WassimTenachi/PhySO

Can I add a custom fomula as a start up?

AIforDeviceModeling opened this issue · 5 comments

For example, can I use y = exp(x) as the search start, and every sequential trial formula is based on this specific formula?

Hi @AIforDeviceModeling,

You can apply it on you input variable x yourself before handing it over to physo using :
x = np.exp(x)
This way physo will use exp(x) instead of x.

Wassim

Hi @WassimTenachi,
Thanks for your reply.

This process can work in the simple scene.
But for some complex scene, for example,
Given the true formula is: y = e^(a+b) + ln(a+b)
If I let: c = e^(a+b), the search is very hard.
So it may dont work in the complex scene.

I am sorry I don't really get it.
If a,b are your input variables and the true formula is:
y = e^(a+b) + ln(a+b)
Then using a,b,c with c = e^(a+b) as input variables should make the problem simpler as physo just has to guess:
y = c + ln(a+b) right?

You don't mean complex as in complex number right ?

@WassimTenachi
Thanks for your explaination.
I have a question in another sence. I want the known formula as the start up, but not assure the formula is specificed.
For example, The true fromula is :
Z = e^(3X + 4Y) + ln(5X + 6Y)
and I just know a part of the result formula:
e^(aX+bY).
The a and b is not konwn.
So, can I pass the information to the PhySO?

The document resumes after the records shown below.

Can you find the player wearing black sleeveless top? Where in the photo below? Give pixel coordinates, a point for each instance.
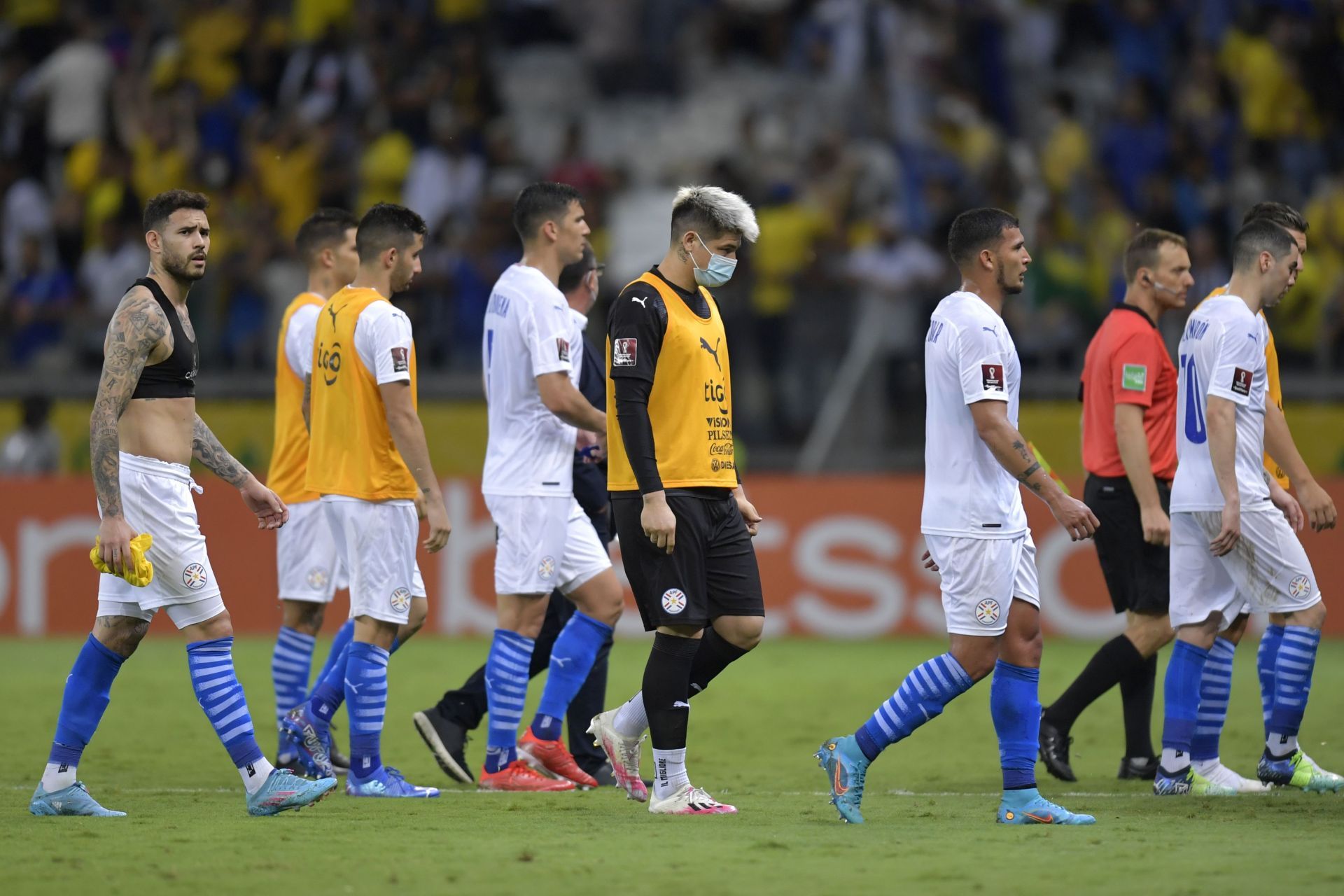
(175, 377)
(143, 433)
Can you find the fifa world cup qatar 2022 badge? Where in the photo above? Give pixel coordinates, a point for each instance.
(194, 577)
(987, 612)
(625, 352)
(673, 601)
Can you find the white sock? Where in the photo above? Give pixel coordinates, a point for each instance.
(1206, 766)
(631, 720)
(57, 777)
(668, 771)
(1281, 746)
(1174, 761)
(255, 774)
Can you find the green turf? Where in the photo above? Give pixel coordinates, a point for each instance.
(930, 799)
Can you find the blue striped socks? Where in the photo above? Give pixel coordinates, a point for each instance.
(1215, 688)
(571, 660)
(1265, 660)
(1184, 672)
(218, 692)
(339, 643)
(86, 697)
(1292, 687)
(930, 687)
(290, 664)
(505, 694)
(366, 701)
(1015, 707)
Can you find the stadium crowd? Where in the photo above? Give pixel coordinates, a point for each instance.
(857, 127)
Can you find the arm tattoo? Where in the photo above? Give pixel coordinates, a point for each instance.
(136, 327)
(1031, 470)
(213, 456)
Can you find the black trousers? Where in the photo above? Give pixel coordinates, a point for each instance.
(467, 706)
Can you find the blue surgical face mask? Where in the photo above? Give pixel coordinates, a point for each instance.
(720, 270)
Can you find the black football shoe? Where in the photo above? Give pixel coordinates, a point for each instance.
(1054, 751)
(447, 739)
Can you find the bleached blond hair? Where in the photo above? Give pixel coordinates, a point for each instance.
(713, 211)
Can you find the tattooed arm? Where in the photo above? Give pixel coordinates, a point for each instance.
(136, 327)
(1009, 449)
(270, 511)
(213, 456)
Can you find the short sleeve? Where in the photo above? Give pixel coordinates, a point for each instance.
(981, 365)
(299, 340)
(635, 330)
(1241, 356)
(390, 344)
(546, 333)
(1133, 370)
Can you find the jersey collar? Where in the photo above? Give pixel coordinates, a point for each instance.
(1138, 311)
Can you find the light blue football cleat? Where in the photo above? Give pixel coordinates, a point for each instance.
(846, 767)
(286, 790)
(69, 801)
(386, 782)
(1297, 770)
(1030, 808)
(309, 738)
(1187, 782)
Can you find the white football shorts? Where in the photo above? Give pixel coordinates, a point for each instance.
(307, 564)
(156, 498)
(980, 580)
(375, 542)
(543, 543)
(1268, 571)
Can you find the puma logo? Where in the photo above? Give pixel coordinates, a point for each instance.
(714, 351)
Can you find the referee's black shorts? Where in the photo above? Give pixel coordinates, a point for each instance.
(711, 571)
(1136, 571)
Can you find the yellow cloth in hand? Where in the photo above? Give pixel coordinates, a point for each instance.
(141, 571)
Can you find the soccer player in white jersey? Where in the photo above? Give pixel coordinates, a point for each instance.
(976, 531)
(545, 539)
(1233, 539)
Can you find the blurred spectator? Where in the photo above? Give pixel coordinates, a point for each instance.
(1088, 118)
(38, 304)
(73, 83)
(34, 449)
(108, 270)
(445, 179)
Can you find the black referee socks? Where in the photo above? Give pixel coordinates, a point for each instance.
(1117, 660)
(667, 690)
(711, 659)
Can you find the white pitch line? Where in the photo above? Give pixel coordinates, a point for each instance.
(1084, 794)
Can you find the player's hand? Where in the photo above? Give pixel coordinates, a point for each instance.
(588, 447)
(115, 543)
(749, 514)
(659, 522)
(1158, 526)
(1316, 505)
(1230, 533)
(1075, 516)
(270, 511)
(438, 524)
(1288, 504)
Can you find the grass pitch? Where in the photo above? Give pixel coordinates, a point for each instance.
(930, 799)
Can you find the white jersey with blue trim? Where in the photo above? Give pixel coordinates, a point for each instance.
(1222, 354)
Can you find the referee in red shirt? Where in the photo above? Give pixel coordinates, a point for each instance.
(1128, 391)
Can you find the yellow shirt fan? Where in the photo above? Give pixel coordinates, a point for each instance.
(141, 571)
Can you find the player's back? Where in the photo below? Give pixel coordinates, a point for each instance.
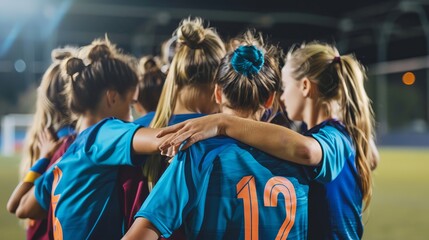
(246, 194)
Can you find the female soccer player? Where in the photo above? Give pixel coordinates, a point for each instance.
(188, 88)
(52, 115)
(326, 91)
(221, 188)
(82, 188)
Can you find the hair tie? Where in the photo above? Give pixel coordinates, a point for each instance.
(337, 59)
(247, 60)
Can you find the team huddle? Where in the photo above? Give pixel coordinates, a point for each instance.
(216, 151)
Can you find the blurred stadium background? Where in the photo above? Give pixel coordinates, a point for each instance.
(390, 37)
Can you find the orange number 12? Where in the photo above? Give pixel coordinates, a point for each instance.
(246, 190)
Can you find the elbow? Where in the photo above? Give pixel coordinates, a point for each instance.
(21, 213)
(11, 207)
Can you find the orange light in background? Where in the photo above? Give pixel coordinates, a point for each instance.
(408, 78)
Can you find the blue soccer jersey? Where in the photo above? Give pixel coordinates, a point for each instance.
(82, 187)
(222, 189)
(335, 197)
(176, 118)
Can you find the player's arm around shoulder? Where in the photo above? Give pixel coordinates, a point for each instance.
(142, 229)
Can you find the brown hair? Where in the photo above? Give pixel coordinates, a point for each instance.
(150, 83)
(245, 90)
(105, 71)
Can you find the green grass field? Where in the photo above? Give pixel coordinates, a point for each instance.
(399, 207)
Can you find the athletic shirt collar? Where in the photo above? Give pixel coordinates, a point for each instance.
(65, 131)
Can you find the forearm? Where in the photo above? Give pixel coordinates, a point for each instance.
(142, 229)
(16, 196)
(29, 207)
(276, 140)
(146, 142)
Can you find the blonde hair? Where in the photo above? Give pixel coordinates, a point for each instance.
(52, 111)
(194, 64)
(340, 81)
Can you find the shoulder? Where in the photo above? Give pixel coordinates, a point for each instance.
(145, 120)
(203, 153)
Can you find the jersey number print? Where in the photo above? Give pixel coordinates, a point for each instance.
(246, 190)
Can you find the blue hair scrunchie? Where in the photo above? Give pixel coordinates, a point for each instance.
(247, 60)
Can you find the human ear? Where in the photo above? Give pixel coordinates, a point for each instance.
(270, 101)
(306, 87)
(218, 94)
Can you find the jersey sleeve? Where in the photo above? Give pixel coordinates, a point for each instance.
(335, 150)
(110, 143)
(43, 189)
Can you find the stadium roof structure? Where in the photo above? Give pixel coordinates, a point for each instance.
(140, 25)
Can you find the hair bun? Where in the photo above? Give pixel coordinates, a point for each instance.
(191, 33)
(60, 54)
(74, 65)
(247, 60)
(98, 52)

This is a great idea but unfortunately, this is not possible with physo at the moment.

PS:

Starting from known formulas:

In principle it is possible to start the search from known formulas with the RL approach we employ in physo by making the neural network learn on these formulas in addition and/or before other formulas it finds using something akin to a priority queue system but this is not an available feature (for now at least).

Custom operator depending on free constants:

e^(aX+bY).
The a and b is not konwn.

If a and b are just free constants and not more complicated subtrees in principle it is doable by introducing a custom operator $f_1$ such that $f_1(X,Y,a,b) = e^{aX + bY}$ but it would require significant code re-write with the current physo code as a and b would have to be optimisable by the free constant optimiser.